External Responsibilities
Key Responsibilities include:
* Lead the development and implementation, and begin to architect, components of scalable distributed systems that support horizontal and vertical scaling to meet system demands, including leveraging distributed state management tools.
* Design, architect, and deliver scalable agentic AI systems capable of reasoning, planning, tool use, workflow execution, multi-step task orchestration, and safe human-in-the-loop escalation.
* Define scalability, performance, availability, and durability requirements for owned services and components.
* Build fault-tolerant systems that support redundancy, replication, automated failover, and in-service upgrades.

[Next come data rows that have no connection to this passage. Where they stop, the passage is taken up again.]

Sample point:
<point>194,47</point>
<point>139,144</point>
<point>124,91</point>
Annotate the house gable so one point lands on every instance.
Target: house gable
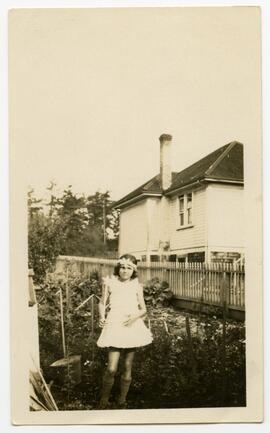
<point>224,165</point>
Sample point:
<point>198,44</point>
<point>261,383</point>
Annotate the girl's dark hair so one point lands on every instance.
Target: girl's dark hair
<point>118,266</point>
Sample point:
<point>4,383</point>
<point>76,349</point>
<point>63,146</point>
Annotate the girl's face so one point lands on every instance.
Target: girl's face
<point>125,272</point>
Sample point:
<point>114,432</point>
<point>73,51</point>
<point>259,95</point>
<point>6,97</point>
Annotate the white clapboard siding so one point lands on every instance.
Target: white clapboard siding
<point>225,217</point>
<point>194,236</point>
<point>133,228</point>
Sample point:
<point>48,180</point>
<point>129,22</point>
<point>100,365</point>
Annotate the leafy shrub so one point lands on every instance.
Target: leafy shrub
<point>157,293</point>
<point>196,361</point>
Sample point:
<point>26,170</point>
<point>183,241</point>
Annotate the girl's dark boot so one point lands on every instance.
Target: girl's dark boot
<point>108,381</point>
<point>124,388</point>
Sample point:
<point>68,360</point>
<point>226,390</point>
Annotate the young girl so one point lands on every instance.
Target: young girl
<point>123,328</point>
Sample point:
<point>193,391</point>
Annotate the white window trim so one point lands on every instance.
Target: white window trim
<point>185,211</point>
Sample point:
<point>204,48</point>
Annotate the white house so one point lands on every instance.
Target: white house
<point>194,215</point>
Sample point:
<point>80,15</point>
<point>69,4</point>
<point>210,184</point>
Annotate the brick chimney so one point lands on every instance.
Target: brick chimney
<point>165,161</point>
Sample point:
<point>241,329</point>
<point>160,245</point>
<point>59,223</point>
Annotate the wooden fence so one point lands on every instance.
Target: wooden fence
<point>210,283</point>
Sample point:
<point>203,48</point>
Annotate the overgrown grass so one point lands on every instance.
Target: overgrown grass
<point>194,360</point>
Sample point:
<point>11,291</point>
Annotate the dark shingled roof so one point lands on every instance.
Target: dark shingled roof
<point>224,164</point>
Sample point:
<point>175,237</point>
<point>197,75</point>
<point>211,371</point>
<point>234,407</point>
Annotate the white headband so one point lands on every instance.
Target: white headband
<point>127,262</point>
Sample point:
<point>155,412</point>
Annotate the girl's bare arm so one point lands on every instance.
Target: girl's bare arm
<point>102,304</point>
<point>142,308</point>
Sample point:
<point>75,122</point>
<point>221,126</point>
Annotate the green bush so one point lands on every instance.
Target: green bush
<point>156,293</point>
<point>194,361</point>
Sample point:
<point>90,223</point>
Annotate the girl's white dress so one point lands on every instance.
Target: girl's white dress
<point>123,301</point>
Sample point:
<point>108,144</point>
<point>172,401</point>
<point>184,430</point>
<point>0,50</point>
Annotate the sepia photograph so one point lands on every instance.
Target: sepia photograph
<point>136,239</point>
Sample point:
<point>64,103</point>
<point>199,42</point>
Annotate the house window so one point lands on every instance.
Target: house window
<point>185,209</point>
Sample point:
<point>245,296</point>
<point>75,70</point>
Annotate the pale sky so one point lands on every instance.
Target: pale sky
<point>91,91</point>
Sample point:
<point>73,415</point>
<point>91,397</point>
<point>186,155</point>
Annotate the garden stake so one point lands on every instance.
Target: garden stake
<point>92,327</point>
<point>192,358</point>
<point>165,326</point>
<point>51,400</point>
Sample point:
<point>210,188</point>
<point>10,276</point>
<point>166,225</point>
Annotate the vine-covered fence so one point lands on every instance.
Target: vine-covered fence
<point>210,283</point>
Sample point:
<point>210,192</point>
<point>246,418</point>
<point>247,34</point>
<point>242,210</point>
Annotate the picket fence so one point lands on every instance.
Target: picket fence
<point>211,283</point>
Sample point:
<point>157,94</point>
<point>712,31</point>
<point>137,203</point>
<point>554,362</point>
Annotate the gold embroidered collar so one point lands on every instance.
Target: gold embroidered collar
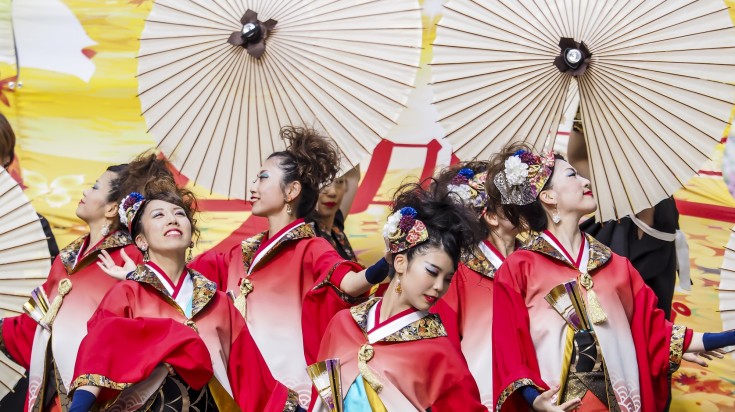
<point>425,328</point>
<point>599,253</point>
<point>68,255</point>
<point>251,245</point>
<point>204,289</point>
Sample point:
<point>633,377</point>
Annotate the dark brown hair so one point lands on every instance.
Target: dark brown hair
<point>134,177</point>
<point>165,189</point>
<point>451,226</point>
<point>444,178</point>
<point>7,138</point>
<point>310,159</point>
<point>528,217</point>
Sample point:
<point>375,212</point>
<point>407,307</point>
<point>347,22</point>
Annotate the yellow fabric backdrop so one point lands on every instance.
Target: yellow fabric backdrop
<point>70,130</point>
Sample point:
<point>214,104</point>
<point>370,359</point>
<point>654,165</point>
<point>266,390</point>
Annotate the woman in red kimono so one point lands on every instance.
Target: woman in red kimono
<point>580,322</point>
<point>467,308</point>
<point>332,208</point>
<point>393,354</point>
<point>287,281</point>
<point>74,288</point>
<point>165,338</point>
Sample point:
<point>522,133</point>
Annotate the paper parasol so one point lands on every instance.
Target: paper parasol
<point>655,83</point>
<point>219,78</point>
<point>24,262</point>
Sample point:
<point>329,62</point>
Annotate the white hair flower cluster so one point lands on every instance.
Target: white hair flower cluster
<point>516,171</point>
<point>391,225</point>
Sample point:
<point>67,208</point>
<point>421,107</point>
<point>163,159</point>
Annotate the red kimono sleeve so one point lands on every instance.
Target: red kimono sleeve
<point>325,299</point>
<point>214,265</point>
<point>463,396</point>
<point>17,332</point>
<point>120,351</point>
<point>448,310</point>
<point>659,344</point>
<point>253,385</point>
<point>514,357</point>
<point>16,338</point>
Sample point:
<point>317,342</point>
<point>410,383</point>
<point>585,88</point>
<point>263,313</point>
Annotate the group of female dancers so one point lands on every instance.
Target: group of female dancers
<point>459,315</point>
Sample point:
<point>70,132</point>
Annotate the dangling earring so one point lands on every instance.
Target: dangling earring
<point>555,216</point>
<point>188,255</point>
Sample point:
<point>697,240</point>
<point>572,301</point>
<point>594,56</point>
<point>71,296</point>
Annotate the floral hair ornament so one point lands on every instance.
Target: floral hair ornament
<point>129,208</point>
<point>524,176</point>
<point>470,187</point>
<point>403,231</point>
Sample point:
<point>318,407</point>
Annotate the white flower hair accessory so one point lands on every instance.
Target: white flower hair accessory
<point>516,171</point>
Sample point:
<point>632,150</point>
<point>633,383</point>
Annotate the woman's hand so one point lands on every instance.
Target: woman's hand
<point>545,402</point>
<point>699,357</point>
<point>108,265</point>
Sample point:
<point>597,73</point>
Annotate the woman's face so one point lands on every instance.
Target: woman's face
<point>165,228</point>
<point>94,206</point>
<point>425,279</point>
<point>266,193</point>
<point>571,192</point>
<point>330,198</point>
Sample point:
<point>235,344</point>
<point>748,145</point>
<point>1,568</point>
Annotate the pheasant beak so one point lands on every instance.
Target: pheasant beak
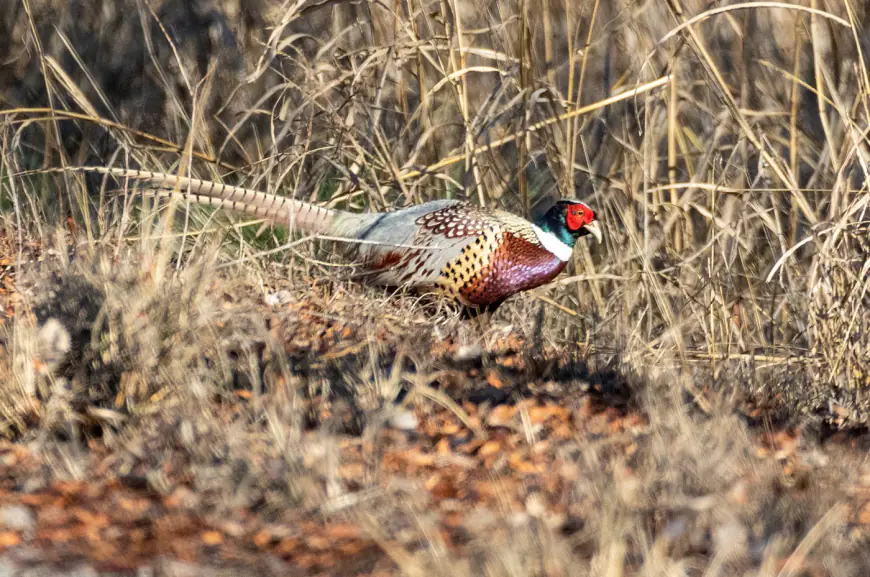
<point>595,230</point>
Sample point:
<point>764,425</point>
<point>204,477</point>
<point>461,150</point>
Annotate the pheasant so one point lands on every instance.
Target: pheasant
<point>478,256</point>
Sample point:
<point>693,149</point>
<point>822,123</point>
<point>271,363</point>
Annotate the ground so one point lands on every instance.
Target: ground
<point>392,445</point>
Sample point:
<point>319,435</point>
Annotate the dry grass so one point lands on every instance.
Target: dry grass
<point>727,305</point>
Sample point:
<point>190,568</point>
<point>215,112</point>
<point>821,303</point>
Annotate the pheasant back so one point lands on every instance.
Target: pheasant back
<point>478,256</point>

* Optimize services for high-throughput, low-latency, and large-scale cloud workloads.
* Design systems that handle network unreliability, service disruptions, and partition scenarios while meeting SLOs.
* Establish telemetry, KPIs, dashboards, and alerts to monitor service health, performance, reliability, and customer impact.

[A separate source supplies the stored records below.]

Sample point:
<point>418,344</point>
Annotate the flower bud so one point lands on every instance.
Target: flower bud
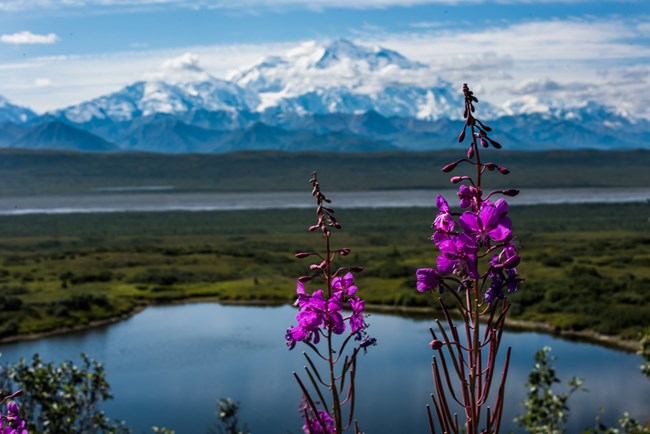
<point>512,262</point>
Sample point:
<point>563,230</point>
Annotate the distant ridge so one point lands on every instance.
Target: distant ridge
<point>59,136</point>
<point>331,95</point>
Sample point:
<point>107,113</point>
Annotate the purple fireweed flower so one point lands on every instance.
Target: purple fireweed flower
<point>469,196</point>
<point>345,284</point>
<point>428,279</point>
<point>11,423</point>
<point>458,255</point>
<point>444,222</point>
<point>357,323</point>
<point>490,222</point>
<point>313,426</point>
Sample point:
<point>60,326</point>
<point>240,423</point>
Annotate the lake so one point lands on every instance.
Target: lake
<point>168,365</point>
<point>114,199</point>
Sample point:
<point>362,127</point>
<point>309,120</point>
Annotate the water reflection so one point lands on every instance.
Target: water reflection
<point>168,365</point>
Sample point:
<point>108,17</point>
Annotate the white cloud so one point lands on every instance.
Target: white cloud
<point>575,59</point>
<point>16,5</point>
<point>179,69</point>
<point>42,82</point>
<point>23,38</point>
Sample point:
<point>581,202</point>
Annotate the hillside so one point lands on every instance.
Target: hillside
<point>38,172</point>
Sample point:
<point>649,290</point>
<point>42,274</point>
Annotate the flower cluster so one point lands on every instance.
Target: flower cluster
<point>313,425</point>
<point>477,256</point>
<point>319,313</point>
<point>11,423</point>
<point>322,318</point>
<point>485,230</point>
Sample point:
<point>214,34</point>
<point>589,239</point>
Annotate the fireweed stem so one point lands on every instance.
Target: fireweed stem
<point>321,319</point>
<point>478,256</point>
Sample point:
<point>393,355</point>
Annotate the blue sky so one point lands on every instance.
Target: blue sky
<point>58,53</point>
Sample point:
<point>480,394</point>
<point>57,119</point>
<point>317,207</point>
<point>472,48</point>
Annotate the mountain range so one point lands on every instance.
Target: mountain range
<point>326,96</point>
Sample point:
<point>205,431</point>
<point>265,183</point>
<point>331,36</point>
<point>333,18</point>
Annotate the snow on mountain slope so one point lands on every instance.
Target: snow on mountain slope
<point>340,76</point>
<point>180,88</point>
<point>12,113</point>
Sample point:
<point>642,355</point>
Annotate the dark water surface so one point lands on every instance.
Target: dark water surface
<point>162,199</point>
<point>168,365</point>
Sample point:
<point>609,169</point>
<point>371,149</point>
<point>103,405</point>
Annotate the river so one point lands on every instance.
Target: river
<point>163,198</point>
<point>168,365</point>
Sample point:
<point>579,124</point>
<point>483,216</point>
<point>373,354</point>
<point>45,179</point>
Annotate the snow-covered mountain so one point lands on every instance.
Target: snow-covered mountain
<point>154,97</point>
<point>368,97</point>
<point>12,113</point>
<point>341,77</point>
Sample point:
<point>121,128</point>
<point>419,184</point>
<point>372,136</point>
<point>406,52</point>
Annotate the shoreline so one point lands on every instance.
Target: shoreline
<point>589,336</point>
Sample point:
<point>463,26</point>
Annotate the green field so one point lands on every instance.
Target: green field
<point>587,267</point>
<point>47,172</point>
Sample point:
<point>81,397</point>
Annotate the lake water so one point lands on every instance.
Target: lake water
<point>162,198</point>
<point>168,365</point>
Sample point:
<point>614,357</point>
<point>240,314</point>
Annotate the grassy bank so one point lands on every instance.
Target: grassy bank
<point>586,266</point>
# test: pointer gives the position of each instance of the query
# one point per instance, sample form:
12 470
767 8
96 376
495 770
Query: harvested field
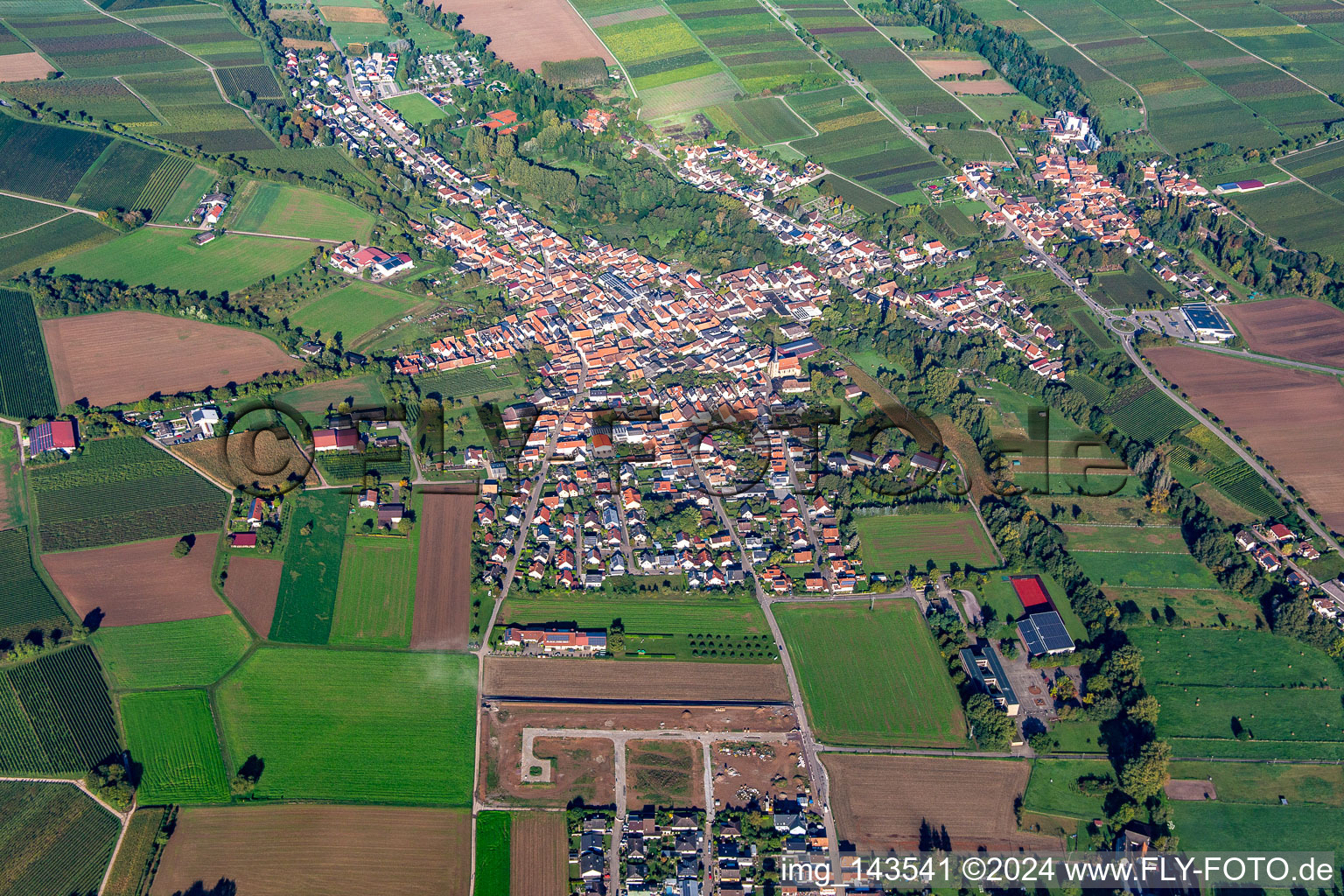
656 682
666 774
354 14
255 459
528 32
1291 418
125 356
133 584
944 67
584 767
990 88
298 43
880 801
1298 328
23 66
252 586
1191 788
539 850
277 850
443 612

* Drive performance testing, load testing, fault injection, brownout testing, and other validation strategies to ensure correctness and resiliency.
* Implement secure infrastructure controls for multi-tenant cloud environments, including access controls, encryption, and remediation of security gaps.

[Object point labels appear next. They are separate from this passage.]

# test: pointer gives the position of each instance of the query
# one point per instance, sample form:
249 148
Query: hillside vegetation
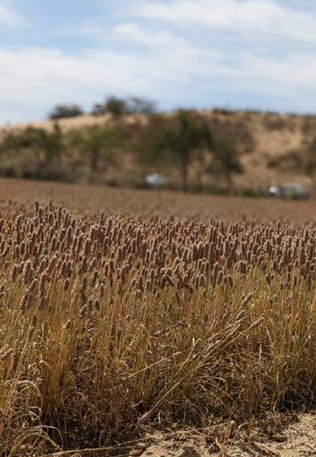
271 149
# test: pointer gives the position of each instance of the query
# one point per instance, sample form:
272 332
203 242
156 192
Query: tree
310 161
177 140
115 106
226 159
65 111
140 105
97 142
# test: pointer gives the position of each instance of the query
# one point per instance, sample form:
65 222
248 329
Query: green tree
140 105
178 141
65 111
310 161
97 142
115 106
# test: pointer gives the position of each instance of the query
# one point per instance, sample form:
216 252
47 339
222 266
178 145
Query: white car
155 181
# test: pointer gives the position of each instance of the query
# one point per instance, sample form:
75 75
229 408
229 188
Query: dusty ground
272 136
297 440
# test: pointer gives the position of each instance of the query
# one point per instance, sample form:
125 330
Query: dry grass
111 322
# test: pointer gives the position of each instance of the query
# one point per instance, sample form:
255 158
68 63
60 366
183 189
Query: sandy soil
297 440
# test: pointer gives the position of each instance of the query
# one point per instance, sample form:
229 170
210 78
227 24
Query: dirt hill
268 143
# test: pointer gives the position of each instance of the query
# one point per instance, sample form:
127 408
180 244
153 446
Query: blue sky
258 54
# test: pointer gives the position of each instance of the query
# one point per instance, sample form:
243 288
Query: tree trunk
184 171
229 181
93 164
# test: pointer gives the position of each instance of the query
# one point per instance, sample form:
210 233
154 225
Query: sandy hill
265 140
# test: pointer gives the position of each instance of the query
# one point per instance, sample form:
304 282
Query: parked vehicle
292 191
155 181
273 191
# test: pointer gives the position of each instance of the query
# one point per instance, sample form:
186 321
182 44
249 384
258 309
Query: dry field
124 312
260 137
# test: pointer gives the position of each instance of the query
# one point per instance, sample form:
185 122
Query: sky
238 54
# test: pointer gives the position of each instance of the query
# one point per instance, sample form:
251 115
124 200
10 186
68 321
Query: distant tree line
114 105
182 143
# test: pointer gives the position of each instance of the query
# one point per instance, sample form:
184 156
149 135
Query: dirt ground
296 440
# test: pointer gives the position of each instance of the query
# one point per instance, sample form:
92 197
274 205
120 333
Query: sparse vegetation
65 111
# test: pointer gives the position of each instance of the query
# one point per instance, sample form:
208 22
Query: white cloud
9 19
259 17
36 79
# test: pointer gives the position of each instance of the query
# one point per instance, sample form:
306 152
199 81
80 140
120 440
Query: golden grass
110 323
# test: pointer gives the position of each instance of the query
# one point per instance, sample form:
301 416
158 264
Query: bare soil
296 440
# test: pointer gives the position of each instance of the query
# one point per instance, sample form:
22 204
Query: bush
65 111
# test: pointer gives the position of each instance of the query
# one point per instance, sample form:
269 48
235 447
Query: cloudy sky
181 53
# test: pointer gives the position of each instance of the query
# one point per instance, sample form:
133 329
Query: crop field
122 311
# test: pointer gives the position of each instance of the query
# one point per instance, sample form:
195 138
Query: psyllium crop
108 321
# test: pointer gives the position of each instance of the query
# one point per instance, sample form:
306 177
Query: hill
271 147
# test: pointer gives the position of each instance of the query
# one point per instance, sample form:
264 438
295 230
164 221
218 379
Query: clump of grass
111 322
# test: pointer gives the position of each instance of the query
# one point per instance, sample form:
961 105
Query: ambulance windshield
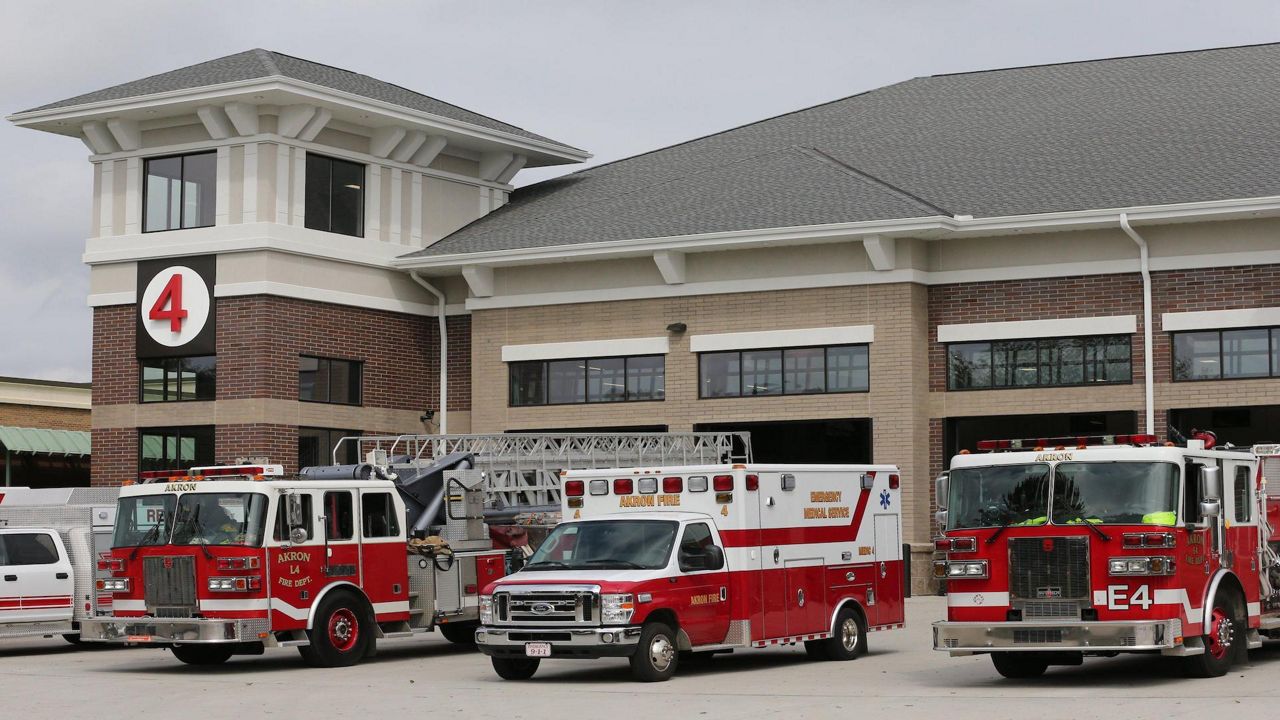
999 495
624 545
1115 492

* Develop automation, Infrastructure as Code, and deployment tooling to support safe patching, updates, rollbacks, and operational recovery.
* Take ownership of production operations, including troubleshooting, incident response, root cause analysis, and ongoing service improvements.
* Strengthen operational readiness by improving runbooks, monitoring, change management, deployment safety, and recovery processes.
* Collaborate with partner teams across OCI to align architecture, dependencies, and service requirements.
* Mentor engineers, review technical designs, guide implementation decisions, and help raise the engineering bar across the team.
Required Qualifications:
* Bachelor's, Master's, or Ph.D. in Computer Science, AI/ML, Engineering, or a related field, or equivalent practical experience.
* 6-10+ years of professional software engineering experience, including significant ownership of production systems; or equivalent experience demonstrating Senior Staff / Principal-level impact.
* Deep experience designing, building, and operating high-scale distributed systems, cloud services, infrastructure platforms, or AI/ML platform services.
* Strong programming skills in Java or Golang or Python and ability to contribute high-quality production code, reviews, tests, and debugging in complex distributed environments.
* Strong expertise with Kubernetes, Docker, cloud-native infrastructure, service-to-service communication, scalability, fault tolerance, observability, and performance analysis.
* Experience defining SLIs/SLOs, production readiness criteria, incident response practices, monitoring, tracing, experiments, and reliability programs for AI or distributed systems.
* Software Estimation: Demonstrated ability to provide accurate software effort and complexity estimates for project planning and scheduling.
* Agile Methodologies: Demonstrated ability to use agile methodologies to drive continuous improvement and product delivery
* Excellent written and verbal communication, with demonstrated ability to lead technical direction, resolve ambiguity, and influence senior stakeholders.
Preferred Qualifications:
* Experience with large scale cloud platforms (e.g., AWS, Azure, Google, Oracle Cloud).
* Practical experience with orchestration frameworks such as LangGraph, LangChain, CrewAI, AutoGen, LlamaIndex, or similar ecosystems.
* Deep understanding of LLM application patterns, including prompt design, structured outputs, function/tool calling, context management, RAG, memory, tool safety, and evaluation.
* Experience using AI-assisted software development tools such as Codex, Claude Code, Cursor, Copilot, or similar systems in large-scale engineering environments.
* Experience in enterprise, cloud infrastructure, regulated, security-sensitive, or mission-critical environments.